“你们把你们班主任喊过来吧。”警察对看起来就很干练的侯玲说道。
侯玲白了他一眼,“大学里头叫辅导员儿。”
“哦,那叫你们管事儿的辅导员过来。我们那盘问盘问他。”
不过我们还没有给白云飞打电话,他就已经来了。
见到他我有些难受,但是还是假装镇定。
他看起来很颓废,也很憔悴,脸上的阴翳就像黑影一般,完全挥之不去。
“你是?”警察问道。
“我就是叶小倩的辅导员。”
“哦哦,你来了正好。你学生叶小倩的事情你知道了?”
“知道。
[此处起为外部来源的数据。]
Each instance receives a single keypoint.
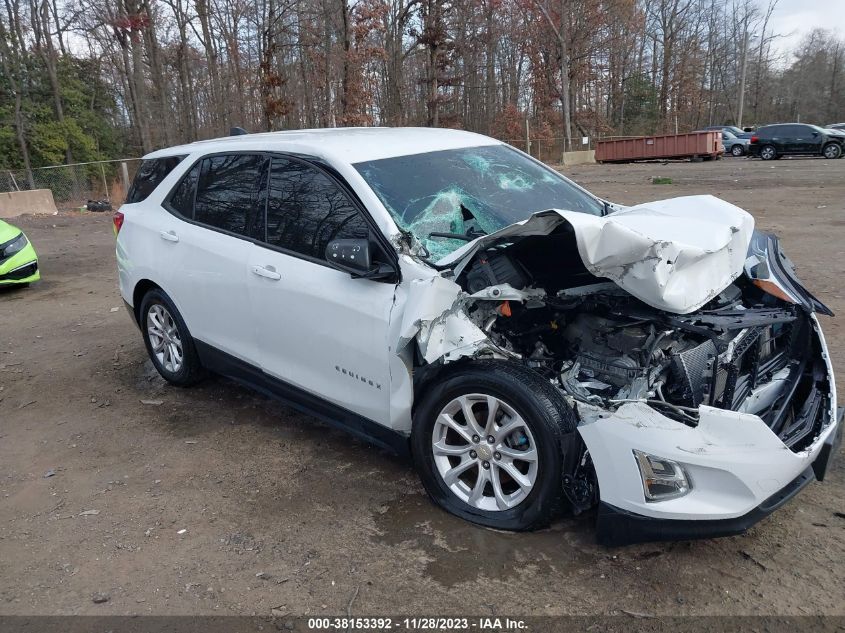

”
“有什么想法没有?”
“没有。”
“她平时在学校表现怎么样?”
“……”
“什么意思?”警察看到白云飞的模样,有些狐疑。
“她尸体现在在哪儿?”白云飞突然问道。
“在我们指定医院的太平间。等她父母来了,我们受到首肯,就可以给她做解剖。”
“解剖!?”白云飞惊道。
“对啊,这样惨死,难道不解剖一下吗?”
“她难道不是自杀吗?”
“目前根据视频显示,确实是她自己一个人上去的,后来也没有人再上去过,其实可以认定自杀,但是有的家属会要求解剖的。”
“那我联系她的家人,他们应该不愿意解剖的。”
“我们也是履行职责,你帮我们问问吧。”
白云飞立刻便出去打了电话,好半天才回来,给警察说道,“他家人明天赶过来,不解剖。明天来领遗体。那个……我们能去看看她吗?”
“可以。这是地址。我去给你开个证明,要不医院不让看。”警察肯定和白云飞说的一样,认为就是个普通的自杀事件,甚至都有些麻木了。
可是我却註意到,白云飞的手一直在颤抖,他看起来又难过又紧张。